Isso causa coceira e ressecamento da pele, e pode exacerbar condições como
eczema.
"Também
é importante não esfregar ou esfoliar excessivamente a pele dos pés",
adverte Zeichner. "Os calos se desenvolvem devido ao trauma diário. Mas,
na verdade, eles protegem os pés do ambiente. A remoção de calosidades elimina
essa proteção."
Também
existe a preocupação de que os sabonetes antibacterianos possam perturbar o
delicado equilíbrio dos microrganismos na pele, matando as espécies benéficas e
permitindo o surgimento de cepas patogênicas mais resistentes aos antibióticos.
Por
fim, nosso sistema imunológico precisa ser desafiado até certo ponto por
micróbios para fazer seu trabalho. Se não entramos em contato com um fluxo
constante de bactérias e vírus na infância, nosso corpo não aprende a responder
adequadamente aos ataques. Alguns especialistas acreditam que tomar banho
com muita frequência pode ser contraproducente para você por este mesmo motivo.
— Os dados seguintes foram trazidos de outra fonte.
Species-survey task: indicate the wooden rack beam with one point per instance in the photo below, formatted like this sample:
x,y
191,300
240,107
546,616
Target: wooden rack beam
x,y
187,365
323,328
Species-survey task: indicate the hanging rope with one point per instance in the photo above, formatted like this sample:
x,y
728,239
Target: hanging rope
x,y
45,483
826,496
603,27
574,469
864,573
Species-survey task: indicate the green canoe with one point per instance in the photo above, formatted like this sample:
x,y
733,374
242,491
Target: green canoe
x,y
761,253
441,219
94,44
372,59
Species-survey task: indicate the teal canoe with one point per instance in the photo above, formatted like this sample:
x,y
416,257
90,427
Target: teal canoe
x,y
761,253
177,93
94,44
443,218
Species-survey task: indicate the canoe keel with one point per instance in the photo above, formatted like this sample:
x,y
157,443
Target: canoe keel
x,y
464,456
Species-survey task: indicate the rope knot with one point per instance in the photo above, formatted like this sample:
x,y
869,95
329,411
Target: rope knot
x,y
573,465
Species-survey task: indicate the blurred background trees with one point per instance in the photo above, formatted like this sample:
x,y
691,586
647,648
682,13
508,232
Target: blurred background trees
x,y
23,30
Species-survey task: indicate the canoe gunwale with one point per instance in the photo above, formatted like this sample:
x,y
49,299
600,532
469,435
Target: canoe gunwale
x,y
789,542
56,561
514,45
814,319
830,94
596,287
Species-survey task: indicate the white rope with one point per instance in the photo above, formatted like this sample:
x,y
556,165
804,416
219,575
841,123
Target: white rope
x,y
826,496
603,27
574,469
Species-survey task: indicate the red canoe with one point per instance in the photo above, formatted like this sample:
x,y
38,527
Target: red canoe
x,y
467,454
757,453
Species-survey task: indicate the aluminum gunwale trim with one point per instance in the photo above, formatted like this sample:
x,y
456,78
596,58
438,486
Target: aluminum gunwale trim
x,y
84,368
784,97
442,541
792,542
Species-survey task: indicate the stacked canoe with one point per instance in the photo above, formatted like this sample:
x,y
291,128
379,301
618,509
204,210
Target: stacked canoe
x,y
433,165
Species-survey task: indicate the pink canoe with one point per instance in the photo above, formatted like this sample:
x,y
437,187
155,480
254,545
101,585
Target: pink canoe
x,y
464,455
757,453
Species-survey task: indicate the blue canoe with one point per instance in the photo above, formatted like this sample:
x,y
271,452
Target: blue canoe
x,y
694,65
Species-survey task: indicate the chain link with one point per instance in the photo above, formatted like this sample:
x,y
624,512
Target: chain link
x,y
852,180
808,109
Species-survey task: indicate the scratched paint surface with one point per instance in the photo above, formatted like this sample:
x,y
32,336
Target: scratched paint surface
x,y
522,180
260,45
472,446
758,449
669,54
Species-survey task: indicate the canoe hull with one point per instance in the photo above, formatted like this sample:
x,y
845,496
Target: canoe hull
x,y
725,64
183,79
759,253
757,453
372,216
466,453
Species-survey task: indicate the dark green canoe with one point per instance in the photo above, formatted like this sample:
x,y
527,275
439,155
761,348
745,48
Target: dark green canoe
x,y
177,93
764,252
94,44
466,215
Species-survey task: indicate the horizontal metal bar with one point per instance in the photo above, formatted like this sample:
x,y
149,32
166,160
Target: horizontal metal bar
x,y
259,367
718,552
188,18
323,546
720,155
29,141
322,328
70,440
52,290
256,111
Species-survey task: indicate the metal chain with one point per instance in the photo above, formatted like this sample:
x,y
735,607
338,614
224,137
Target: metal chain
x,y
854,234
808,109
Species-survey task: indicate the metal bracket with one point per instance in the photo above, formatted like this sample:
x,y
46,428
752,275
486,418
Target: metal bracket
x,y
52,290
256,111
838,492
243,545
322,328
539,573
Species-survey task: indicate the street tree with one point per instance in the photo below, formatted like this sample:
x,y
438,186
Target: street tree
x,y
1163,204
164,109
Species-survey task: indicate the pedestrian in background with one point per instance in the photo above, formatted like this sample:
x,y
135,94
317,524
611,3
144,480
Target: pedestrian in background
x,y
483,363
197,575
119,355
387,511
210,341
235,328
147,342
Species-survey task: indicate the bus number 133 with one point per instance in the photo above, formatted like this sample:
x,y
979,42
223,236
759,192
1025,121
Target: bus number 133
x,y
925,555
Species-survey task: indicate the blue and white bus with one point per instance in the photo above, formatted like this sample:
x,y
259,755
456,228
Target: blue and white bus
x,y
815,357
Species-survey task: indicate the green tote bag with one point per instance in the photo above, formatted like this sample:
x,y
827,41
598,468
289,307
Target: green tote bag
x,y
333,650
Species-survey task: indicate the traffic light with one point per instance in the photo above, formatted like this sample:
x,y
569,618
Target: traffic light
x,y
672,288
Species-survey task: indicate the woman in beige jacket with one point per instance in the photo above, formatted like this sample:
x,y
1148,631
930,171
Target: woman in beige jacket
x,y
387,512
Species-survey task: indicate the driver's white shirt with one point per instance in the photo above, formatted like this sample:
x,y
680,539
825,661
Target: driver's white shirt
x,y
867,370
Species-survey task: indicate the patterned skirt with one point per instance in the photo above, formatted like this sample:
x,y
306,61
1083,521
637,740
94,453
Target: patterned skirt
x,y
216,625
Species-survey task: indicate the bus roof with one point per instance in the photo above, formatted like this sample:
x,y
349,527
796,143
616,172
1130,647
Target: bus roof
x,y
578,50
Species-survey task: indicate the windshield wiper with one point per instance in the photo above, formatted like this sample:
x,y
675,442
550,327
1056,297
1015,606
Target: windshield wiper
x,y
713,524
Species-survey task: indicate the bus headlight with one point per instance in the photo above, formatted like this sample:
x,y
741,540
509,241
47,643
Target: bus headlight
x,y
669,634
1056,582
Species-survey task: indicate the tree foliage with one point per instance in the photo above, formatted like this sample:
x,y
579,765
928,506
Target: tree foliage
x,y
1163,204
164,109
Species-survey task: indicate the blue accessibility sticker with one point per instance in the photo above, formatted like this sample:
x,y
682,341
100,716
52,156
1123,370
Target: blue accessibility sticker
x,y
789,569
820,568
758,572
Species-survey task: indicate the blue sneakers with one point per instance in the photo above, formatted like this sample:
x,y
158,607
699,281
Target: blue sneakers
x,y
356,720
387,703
➡️ Isso nos deixa com a eterna questão: com
que frequência devemos lavar os pés? A resposta depende, até certo ponto,
de cada indivíduo.
"Para
pessoas com diabetes, é 100% recomendado lavar os pés todos os dias", diz
Wilkinson. "Mas se você não tiver nenhuma condição subjacente, os
dermatologistas tendem a recomendar que a cada dois dias é mais do que
suficiente para manter uma boa higiene, sem retirar muito dos óleos naturais da
pele."
Mas
Wilkinson ressalta que se você gosta de correr ou se exercitar na academia,
obviamente vai precisar lavar os pés com mais regularidade do que alguém que é
menos ativo. Também não é apenas a frequência da lavagem que é importante. A
maneira como você lava e seca os pés também tem implicações para a saúde.
"Muita
gente acha que se você tomar banho e deixar a água escorrer, isso é lavar os
pés, mas não é — você precisa lavar fisicamente os pés com água e sabão",
adverte Wilkinson.
No
entanto, de acordo com o médico Dan Baumgardt, professor de Neurociência e
Fisiologia da Universidade de Bristol, no Reino Unido, a coisa mais importante
é garantir que sequem os pés adequadamente.
"Quando
há umidade ou aquosidade entre os dedos dos pés, que permanecem ali em um
ambiente quente, você está propenso a desenvolver coisas como pé de atleta e
outras infecções fúngicas", alerta Baumgardt.